Only in God my soul can find its rest,
find its rest and peace.
– from the Taizé Community
We have all had those days. Where all your waking hours are filled to the brim with meetings, tasks, checklists, appointments, responsibilities. From sunrise to sunset, you’re just plain busy. Then sometimes these days continue into weeks, and maybe even into months. It feels like no break is in sight.
Don’t get me wrong; I’m blessed for all the things I get to do in my time, no matter how busy I am. I get to to take long weekend trips to visit family in Minnesota. I can bring my car in for its long overdue oil change and tire alignment. I can clean my apartment when that’s long overdue. All good and important things.
But our souls cannot sustain never-ending chaos for long. They weren’t meant to; they were made to Sabbath.
Historically and practically, the Sabbath, or Shabbat, is taking a day of rest. No work, no lists, limited distractions, just rest to glorify God.
The practice of Sabbath brings me back to my three months in Israel. Shabbat begins every Friday at sunset, and does not end until Saturday at sunset. During this day of rest, it truly is a time of stillness. Most of the stores are closed. The streets are empty. People have a simple dinner at home with friends or family. It’s a time set aside not to run errands or manage your checklist. It’s a time to be doing what God so most enjoys for us: building relationships with our fellow brothers and sisters.

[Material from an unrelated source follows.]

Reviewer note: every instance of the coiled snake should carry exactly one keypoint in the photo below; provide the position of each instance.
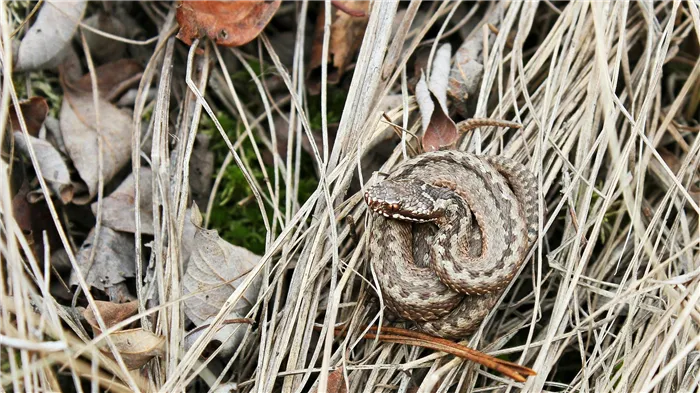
(452, 230)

To participate in Sabbath feels so counter cultural these days. In our culture of production and being the best, we’re told if we’re not always doing something, we’re falling behind. We’re failing. But it can be tough to feel God in the busyness of life; we need stillness and rest too.
While you can’t use every day, or even an entire day, to Sabbath and find God’s rest and peace, you can still take small, intentional moments to refuel and reconnect with God and neighbor. Set aside phones, computers, work, have intentional conversations and spend time resting with family and friends.
As we enter into this season of Lent, consider different spiritual disciplines you may incorporate into your life to more fully experience the presence of Christ; do that which our souls were meant for.